Throughout this article we have seen how simple schemes for defining schedules quickly fall short:

  • Basic weekly schedules work for simple cases, but fail with time zones and overnight schedules
  • Flags and multiple arrays solve some night cases, but add complexity without scalability
  • Exception systems allow specific holidays, but become unmanageable with recurring patterns
  • Multiple configurations attempt to address seasons, but explode in complexity with multiple locations and years

The fundamental problem is that all of these are patches. They try to solve specific cases without addressing the underlying mathematical nature of time and recurrences.

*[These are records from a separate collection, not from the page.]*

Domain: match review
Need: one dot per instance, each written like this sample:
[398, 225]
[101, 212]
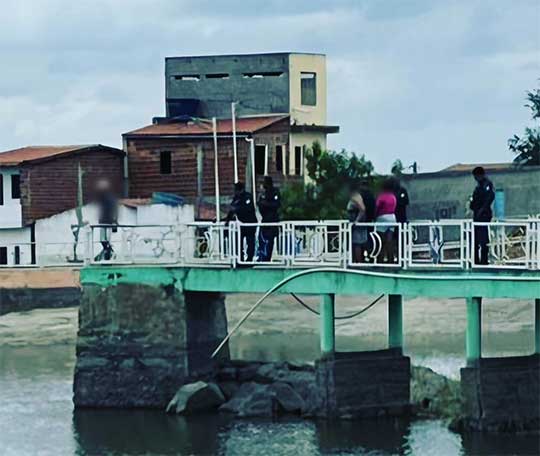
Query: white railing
[449, 244]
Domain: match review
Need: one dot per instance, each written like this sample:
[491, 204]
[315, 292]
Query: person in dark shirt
[269, 202]
[480, 204]
[402, 199]
[243, 209]
[107, 215]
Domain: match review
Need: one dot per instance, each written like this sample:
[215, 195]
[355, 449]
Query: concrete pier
[137, 344]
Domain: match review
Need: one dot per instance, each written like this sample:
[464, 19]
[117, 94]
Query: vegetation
[325, 196]
[527, 147]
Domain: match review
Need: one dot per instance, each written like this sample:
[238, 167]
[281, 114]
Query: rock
[195, 397]
[251, 400]
[287, 398]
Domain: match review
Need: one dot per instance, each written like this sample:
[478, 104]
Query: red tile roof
[204, 126]
[470, 166]
[34, 153]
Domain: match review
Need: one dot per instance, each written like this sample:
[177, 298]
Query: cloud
[428, 81]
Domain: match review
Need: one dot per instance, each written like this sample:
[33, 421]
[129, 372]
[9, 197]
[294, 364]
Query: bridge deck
[442, 284]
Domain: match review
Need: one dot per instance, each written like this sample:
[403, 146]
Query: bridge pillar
[474, 330]
[537, 325]
[327, 327]
[395, 322]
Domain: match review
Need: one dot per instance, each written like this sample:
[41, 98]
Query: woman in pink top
[385, 208]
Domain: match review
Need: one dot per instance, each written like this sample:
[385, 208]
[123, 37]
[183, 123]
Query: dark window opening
[308, 89]
[298, 160]
[260, 160]
[165, 162]
[15, 186]
[187, 77]
[279, 158]
[263, 74]
[217, 76]
[3, 255]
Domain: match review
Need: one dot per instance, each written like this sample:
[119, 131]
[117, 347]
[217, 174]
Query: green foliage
[325, 196]
[527, 147]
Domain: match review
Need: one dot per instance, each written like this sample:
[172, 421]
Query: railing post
[395, 321]
[474, 330]
[327, 330]
[537, 325]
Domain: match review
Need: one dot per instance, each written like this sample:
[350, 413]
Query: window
[279, 159]
[165, 162]
[15, 186]
[260, 160]
[308, 89]
[263, 74]
[187, 77]
[217, 76]
[298, 160]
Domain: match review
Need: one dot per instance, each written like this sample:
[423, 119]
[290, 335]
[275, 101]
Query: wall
[17, 237]
[50, 187]
[269, 94]
[10, 210]
[301, 114]
[144, 158]
[446, 195]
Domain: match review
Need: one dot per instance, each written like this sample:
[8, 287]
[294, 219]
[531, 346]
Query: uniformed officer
[243, 209]
[269, 202]
[480, 204]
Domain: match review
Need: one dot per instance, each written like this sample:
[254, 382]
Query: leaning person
[269, 202]
[385, 212]
[480, 204]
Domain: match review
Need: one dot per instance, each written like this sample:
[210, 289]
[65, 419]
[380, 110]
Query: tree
[527, 147]
[325, 196]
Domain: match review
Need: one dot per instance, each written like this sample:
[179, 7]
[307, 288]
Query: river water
[37, 415]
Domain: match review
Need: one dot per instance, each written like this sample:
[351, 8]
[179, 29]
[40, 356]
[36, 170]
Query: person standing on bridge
[385, 212]
[108, 217]
[243, 209]
[480, 204]
[269, 202]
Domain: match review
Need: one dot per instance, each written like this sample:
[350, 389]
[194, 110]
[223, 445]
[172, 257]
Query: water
[37, 416]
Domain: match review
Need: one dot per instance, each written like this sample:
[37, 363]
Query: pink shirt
[386, 204]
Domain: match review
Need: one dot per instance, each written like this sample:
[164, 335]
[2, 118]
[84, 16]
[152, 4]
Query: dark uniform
[481, 200]
[108, 215]
[243, 208]
[269, 203]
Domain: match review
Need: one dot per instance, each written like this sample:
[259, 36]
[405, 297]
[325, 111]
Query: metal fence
[443, 244]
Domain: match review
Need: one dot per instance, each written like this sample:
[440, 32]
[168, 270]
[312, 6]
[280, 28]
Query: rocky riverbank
[256, 389]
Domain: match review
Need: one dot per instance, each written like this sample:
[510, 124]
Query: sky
[436, 82]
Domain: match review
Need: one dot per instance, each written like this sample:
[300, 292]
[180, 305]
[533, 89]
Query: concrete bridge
[147, 329]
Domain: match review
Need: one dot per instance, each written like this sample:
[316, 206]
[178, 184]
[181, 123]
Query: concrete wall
[255, 95]
[446, 194]
[302, 114]
[10, 209]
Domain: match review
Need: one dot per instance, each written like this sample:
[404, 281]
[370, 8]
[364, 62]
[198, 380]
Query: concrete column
[537, 325]
[327, 330]
[474, 330]
[395, 321]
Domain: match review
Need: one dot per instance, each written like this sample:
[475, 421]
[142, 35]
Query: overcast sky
[437, 82]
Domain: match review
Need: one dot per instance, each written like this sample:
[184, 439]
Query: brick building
[39, 181]
[177, 156]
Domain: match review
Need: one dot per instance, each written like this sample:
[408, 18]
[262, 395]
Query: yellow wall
[310, 115]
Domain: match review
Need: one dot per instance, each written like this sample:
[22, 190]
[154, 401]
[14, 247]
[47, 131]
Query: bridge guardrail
[513, 244]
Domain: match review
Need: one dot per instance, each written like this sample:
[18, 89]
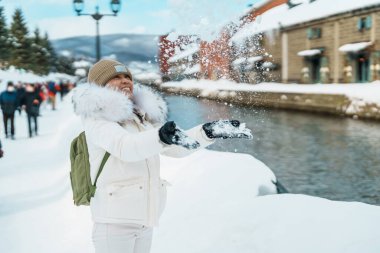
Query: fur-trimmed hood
[93, 101]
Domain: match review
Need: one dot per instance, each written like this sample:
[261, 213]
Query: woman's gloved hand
[171, 134]
[227, 129]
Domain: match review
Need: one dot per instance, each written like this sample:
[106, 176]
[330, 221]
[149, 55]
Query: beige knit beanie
[104, 70]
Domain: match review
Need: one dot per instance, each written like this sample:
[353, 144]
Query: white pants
[121, 238]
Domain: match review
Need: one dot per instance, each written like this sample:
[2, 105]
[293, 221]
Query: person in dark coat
[31, 101]
[1, 150]
[20, 90]
[9, 104]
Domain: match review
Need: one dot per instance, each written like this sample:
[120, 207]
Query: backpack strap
[105, 158]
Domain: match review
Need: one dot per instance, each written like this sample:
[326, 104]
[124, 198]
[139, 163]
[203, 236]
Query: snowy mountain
[126, 47]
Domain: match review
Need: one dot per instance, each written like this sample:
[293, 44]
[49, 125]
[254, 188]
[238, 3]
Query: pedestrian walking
[9, 104]
[1, 150]
[52, 90]
[20, 90]
[31, 101]
[128, 121]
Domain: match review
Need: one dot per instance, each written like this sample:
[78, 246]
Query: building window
[314, 33]
[364, 23]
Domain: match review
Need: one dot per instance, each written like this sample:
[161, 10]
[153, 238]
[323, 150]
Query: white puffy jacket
[129, 189]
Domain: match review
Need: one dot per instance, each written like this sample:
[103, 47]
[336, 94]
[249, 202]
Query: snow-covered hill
[126, 47]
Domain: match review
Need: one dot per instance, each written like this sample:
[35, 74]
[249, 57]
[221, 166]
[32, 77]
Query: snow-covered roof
[282, 16]
[309, 52]
[251, 59]
[239, 61]
[194, 69]
[268, 64]
[190, 50]
[354, 47]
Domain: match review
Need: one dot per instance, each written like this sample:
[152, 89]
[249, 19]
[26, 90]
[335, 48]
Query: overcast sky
[57, 17]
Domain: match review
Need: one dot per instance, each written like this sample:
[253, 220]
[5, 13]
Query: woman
[126, 121]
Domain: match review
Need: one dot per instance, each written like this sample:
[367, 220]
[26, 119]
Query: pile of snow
[230, 221]
[17, 75]
[282, 16]
[61, 77]
[189, 51]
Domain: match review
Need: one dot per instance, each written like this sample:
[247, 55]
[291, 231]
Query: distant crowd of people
[28, 97]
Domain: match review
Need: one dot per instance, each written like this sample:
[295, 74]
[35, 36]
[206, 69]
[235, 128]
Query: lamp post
[115, 7]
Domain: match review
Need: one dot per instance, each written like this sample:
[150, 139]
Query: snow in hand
[230, 129]
[181, 138]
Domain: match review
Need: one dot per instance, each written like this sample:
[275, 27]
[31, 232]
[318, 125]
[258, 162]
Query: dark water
[331, 157]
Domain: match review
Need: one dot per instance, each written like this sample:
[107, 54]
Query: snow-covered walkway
[212, 203]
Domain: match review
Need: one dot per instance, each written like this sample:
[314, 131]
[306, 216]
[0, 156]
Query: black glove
[226, 129]
[170, 134]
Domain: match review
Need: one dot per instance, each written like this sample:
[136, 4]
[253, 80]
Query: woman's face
[121, 83]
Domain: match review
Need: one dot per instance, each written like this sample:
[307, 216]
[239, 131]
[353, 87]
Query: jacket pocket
[127, 200]
[163, 195]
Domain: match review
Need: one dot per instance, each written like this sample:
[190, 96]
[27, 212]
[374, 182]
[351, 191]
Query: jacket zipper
[148, 195]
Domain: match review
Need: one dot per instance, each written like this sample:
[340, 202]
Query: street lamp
[115, 7]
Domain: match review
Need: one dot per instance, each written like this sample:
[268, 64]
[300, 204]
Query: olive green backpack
[83, 189]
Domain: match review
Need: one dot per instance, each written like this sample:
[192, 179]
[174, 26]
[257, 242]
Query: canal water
[326, 156]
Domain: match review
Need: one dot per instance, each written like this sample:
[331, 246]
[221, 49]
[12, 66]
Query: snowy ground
[212, 203]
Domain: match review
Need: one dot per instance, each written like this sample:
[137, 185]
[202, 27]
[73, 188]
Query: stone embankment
[335, 104]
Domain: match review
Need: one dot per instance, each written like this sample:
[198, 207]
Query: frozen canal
[330, 157]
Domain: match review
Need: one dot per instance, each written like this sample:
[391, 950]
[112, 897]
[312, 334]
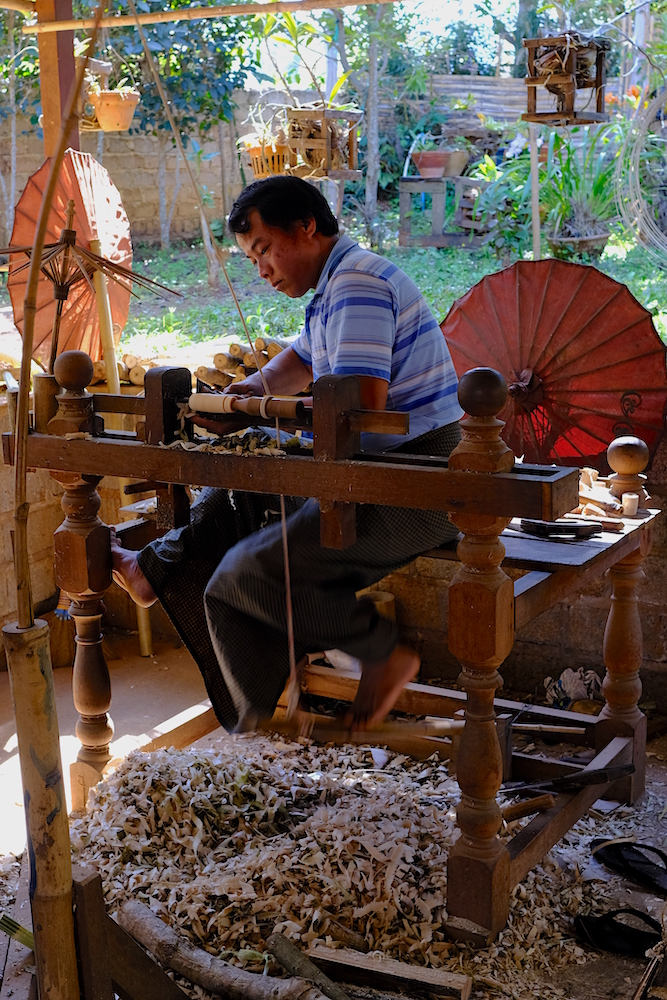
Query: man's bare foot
[380, 685]
[128, 576]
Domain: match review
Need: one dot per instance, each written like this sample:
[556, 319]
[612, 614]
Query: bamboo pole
[34, 700]
[27, 7]
[193, 14]
[31, 675]
[113, 386]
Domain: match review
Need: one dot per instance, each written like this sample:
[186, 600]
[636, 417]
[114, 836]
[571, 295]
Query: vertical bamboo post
[535, 191]
[113, 384]
[29, 660]
[34, 700]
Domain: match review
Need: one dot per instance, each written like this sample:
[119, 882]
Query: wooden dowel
[542, 727]
[190, 14]
[214, 376]
[221, 403]
[296, 963]
[224, 361]
[517, 810]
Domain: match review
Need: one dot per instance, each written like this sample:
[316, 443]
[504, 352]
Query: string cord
[294, 686]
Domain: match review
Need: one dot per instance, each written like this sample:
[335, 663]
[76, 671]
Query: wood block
[348, 966]
[17, 982]
[91, 937]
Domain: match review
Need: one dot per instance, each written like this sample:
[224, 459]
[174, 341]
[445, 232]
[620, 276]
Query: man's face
[289, 261]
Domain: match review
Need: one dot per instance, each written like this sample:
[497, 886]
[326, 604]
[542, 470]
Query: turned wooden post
[481, 633]
[623, 647]
[82, 556]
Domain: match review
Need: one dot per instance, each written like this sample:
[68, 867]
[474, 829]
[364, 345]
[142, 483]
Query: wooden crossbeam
[193, 14]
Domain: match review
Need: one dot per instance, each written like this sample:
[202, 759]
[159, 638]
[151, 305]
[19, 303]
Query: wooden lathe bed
[481, 488]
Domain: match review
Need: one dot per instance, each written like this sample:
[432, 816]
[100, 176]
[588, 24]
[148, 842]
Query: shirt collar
[339, 249]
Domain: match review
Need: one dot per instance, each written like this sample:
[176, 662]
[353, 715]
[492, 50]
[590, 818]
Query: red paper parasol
[99, 214]
[581, 357]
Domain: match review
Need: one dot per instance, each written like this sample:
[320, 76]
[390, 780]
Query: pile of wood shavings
[265, 835]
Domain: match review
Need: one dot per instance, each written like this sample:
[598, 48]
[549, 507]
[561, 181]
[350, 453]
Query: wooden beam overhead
[26, 7]
[190, 14]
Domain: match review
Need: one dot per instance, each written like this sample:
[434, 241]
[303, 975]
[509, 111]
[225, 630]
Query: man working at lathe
[221, 578]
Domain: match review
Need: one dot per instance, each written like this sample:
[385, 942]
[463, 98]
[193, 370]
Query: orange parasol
[65, 291]
[582, 359]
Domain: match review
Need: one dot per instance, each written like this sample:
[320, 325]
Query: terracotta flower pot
[440, 163]
[568, 247]
[114, 109]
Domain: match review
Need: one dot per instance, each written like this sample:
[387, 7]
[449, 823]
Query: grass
[204, 315]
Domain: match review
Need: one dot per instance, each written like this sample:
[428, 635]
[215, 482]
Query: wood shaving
[229, 845]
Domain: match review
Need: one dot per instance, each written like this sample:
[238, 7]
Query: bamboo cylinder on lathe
[251, 360]
[137, 375]
[254, 406]
[273, 349]
[224, 361]
[34, 699]
[214, 376]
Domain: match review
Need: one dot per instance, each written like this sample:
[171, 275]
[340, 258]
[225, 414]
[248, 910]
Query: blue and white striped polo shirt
[368, 318]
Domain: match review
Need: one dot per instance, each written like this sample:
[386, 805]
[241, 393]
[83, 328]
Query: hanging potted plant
[114, 109]
[266, 144]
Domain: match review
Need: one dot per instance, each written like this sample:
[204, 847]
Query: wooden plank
[90, 926]
[414, 745]
[512, 493]
[104, 402]
[345, 965]
[135, 976]
[17, 979]
[528, 767]
[183, 729]
[426, 699]
[530, 845]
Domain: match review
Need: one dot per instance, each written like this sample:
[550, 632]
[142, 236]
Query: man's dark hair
[282, 201]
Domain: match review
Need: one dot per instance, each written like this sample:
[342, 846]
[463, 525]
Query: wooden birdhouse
[565, 64]
[325, 140]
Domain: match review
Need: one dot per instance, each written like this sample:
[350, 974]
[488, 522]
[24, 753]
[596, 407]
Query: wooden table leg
[623, 652]
[82, 557]
[623, 647]
[481, 634]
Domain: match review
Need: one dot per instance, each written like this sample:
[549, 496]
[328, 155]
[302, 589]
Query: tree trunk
[372, 125]
[11, 93]
[162, 147]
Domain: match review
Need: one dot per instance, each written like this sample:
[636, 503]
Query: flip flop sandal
[630, 859]
[608, 933]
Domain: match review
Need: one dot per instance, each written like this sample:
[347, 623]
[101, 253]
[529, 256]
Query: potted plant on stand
[435, 157]
[577, 195]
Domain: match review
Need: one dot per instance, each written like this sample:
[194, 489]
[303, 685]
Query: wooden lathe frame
[482, 491]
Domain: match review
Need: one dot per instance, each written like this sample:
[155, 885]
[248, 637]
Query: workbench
[483, 490]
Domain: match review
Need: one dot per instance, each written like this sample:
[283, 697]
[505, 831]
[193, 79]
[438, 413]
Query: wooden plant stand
[436, 187]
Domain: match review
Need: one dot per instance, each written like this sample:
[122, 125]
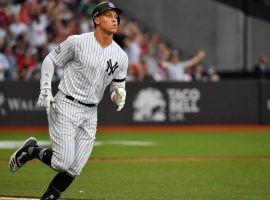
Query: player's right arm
[118, 85]
[45, 98]
[58, 57]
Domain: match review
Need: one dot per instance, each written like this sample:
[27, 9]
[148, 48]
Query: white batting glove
[45, 99]
[119, 97]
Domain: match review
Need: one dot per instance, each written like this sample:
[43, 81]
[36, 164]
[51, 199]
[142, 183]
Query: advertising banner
[227, 102]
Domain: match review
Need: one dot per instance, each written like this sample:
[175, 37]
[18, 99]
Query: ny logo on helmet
[111, 68]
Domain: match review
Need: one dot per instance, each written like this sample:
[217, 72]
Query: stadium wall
[233, 40]
[170, 103]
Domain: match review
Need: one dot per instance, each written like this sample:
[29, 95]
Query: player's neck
[102, 38]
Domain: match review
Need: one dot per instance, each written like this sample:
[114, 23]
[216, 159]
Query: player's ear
[97, 20]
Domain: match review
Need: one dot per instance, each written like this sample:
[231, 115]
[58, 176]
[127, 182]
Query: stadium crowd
[30, 29]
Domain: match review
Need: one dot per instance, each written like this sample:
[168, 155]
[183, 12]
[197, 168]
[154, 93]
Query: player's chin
[114, 31]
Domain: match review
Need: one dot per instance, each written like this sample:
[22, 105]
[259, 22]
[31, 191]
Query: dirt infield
[158, 128]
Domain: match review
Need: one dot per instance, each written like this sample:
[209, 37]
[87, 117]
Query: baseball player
[91, 62]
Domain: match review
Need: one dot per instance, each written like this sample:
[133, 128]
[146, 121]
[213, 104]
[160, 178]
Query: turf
[124, 179]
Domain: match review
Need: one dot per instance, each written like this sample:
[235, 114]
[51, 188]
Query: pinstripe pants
[72, 129]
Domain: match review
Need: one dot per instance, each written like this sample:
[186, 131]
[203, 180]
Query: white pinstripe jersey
[89, 68]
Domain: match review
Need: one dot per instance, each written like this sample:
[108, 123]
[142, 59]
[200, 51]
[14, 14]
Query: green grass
[159, 180]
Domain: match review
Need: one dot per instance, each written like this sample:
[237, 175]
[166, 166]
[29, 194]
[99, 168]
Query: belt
[85, 104]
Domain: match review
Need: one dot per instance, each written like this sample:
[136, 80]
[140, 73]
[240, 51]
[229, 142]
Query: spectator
[260, 69]
[212, 76]
[4, 66]
[9, 53]
[17, 27]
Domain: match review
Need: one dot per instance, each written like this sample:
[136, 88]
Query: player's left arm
[118, 84]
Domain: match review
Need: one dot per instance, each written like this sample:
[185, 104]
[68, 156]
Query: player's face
[108, 21]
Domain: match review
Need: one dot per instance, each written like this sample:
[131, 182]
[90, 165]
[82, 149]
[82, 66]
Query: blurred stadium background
[200, 134]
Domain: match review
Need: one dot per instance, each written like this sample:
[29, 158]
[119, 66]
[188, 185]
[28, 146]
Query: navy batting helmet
[103, 7]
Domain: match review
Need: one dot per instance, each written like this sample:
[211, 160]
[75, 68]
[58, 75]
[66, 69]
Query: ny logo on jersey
[111, 68]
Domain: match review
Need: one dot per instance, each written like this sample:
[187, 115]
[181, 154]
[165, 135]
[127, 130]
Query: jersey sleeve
[64, 52]
[119, 79]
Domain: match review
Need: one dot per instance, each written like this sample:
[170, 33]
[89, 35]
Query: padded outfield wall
[171, 103]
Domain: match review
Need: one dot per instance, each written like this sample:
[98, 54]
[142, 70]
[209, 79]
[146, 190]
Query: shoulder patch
[58, 49]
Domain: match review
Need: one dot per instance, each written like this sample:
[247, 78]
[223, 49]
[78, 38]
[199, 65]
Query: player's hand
[119, 96]
[45, 99]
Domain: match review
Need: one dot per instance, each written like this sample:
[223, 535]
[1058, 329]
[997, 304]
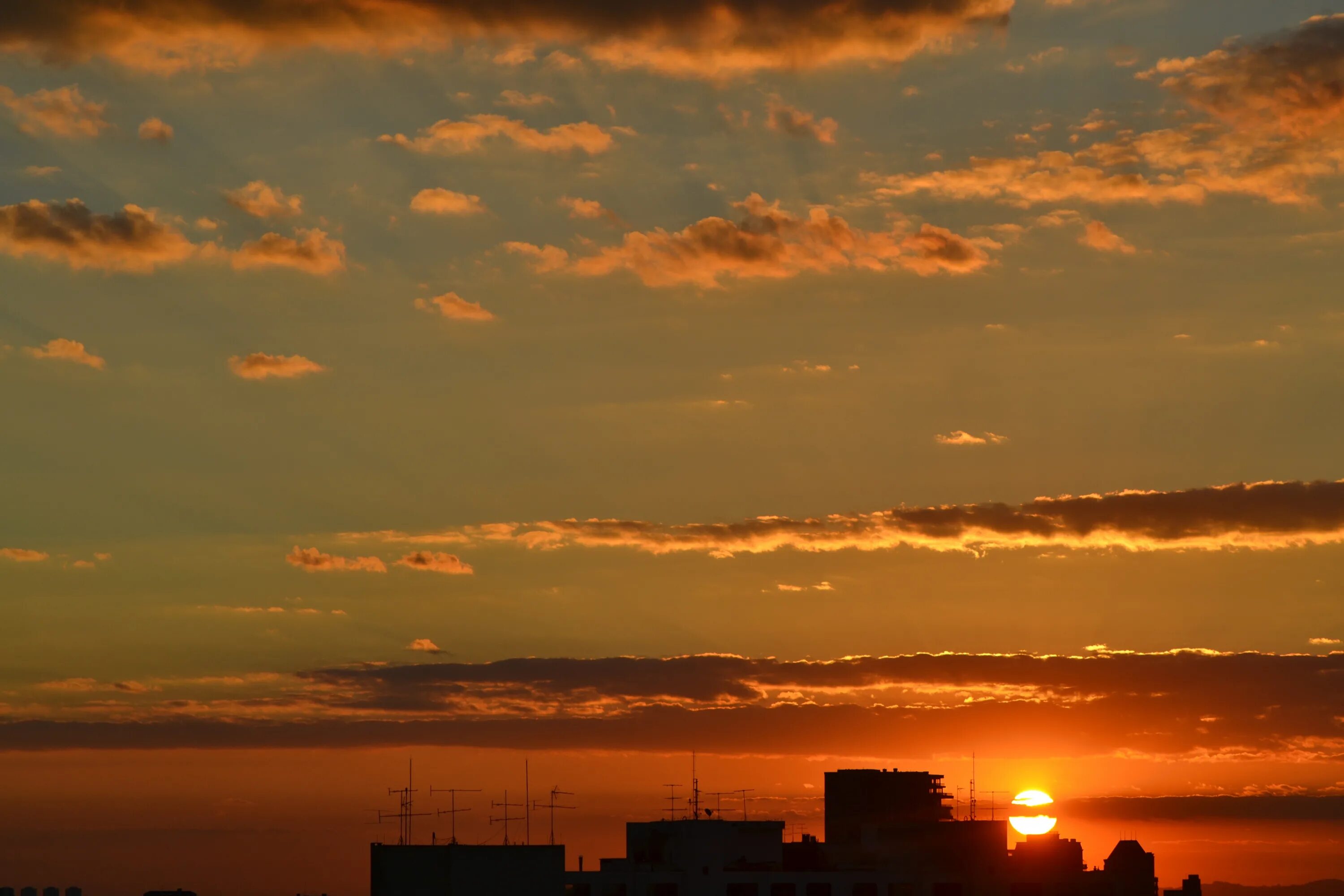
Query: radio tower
[506, 817]
[405, 812]
[452, 801]
[972, 817]
[553, 806]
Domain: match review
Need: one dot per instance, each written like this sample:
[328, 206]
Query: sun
[1038, 824]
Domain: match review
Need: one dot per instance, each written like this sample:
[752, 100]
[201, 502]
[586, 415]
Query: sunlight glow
[1033, 824]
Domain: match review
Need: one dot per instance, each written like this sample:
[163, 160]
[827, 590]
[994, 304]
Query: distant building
[889, 833]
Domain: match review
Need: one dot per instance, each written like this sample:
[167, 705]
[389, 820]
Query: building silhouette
[889, 833]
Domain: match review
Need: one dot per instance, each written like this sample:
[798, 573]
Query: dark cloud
[132, 240]
[1187, 704]
[702, 38]
[1257, 808]
[1252, 516]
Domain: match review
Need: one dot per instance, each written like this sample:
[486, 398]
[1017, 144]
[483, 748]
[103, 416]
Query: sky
[806, 385]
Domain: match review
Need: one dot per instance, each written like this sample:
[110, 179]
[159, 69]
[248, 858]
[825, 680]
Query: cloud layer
[702, 38]
[1197, 706]
[1250, 516]
[768, 242]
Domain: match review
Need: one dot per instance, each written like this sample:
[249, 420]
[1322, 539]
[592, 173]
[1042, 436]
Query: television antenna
[405, 810]
[506, 817]
[452, 801]
[718, 802]
[671, 800]
[553, 806]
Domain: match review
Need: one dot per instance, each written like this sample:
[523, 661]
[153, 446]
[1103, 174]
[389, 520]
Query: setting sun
[1038, 824]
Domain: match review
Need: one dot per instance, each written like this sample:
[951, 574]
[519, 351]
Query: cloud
[769, 244]
[61, 113]
[448, 136]
[1257, 808]
[263, 201]
[543, 258]
[315, 254]
[314, 560]
[132, 240]
[1245, 516]
[1103, 238]
[23, 555]
[1046, 178]
[156, 131]
[799, 124]
[711, 39]
[437, 201]
[522, 100]
[1187, 706]
[66, 350]
[586, 209]
[456, 308]
[436, 562]
[260, 366]
[961, 437]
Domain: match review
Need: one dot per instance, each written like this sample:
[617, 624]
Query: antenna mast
[506, 817]
[452, 797]
[553, 806]
[972, 786]
[671, 800]
[405, 810]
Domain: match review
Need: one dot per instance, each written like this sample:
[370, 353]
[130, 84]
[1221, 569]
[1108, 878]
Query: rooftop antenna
[671, 800]
[506, 817]
[404, 813]
[695, 790]
[553, 806]
[972, 817]
[744, 792]
[452, 801]
[718, 802]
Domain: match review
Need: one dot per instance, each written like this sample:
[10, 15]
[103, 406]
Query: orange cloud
[316, 254]
[768, 242]
[455, 307]
[1046, 178]
[799, 124]
[698, 39]
[522, 100]
[436, 562]
[263, 201]
[62, 112]
[961, 437]
[1238, 516]
[1103, 238]
[23, 555]
[314, 560]
[451, 136]
[131, 240]
[156, 131]
[260, 366]
[66, 350]
[437, 201]
[586, 209]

iCalendar is the only standard that contemplates all these cases from its design:

  • Complex recurring patterns with RRULE
  • Specific exceptions with EXDATE
  • Precise time zones with VTIMEZONE
  • Rules that span years and cross temporal boundaries

The iCalendar challenge is that, although extremely powerful, it is difficult to serialize and work with directly. Its syntax is not friendly for developers, let alone for end users.

At TimeTime we are investigating how to "API-fy" iCalendar: maintain all its expressive power under a modern interface that is as easy to use as JSON, but automatically generates the necessary complexity underneath.

Because defining schedules shouldn't require choosing between simplicity and completeness. It should be as simple as saying "all weekdays except holidays" and as powerful as handling the most complex rules in the real world.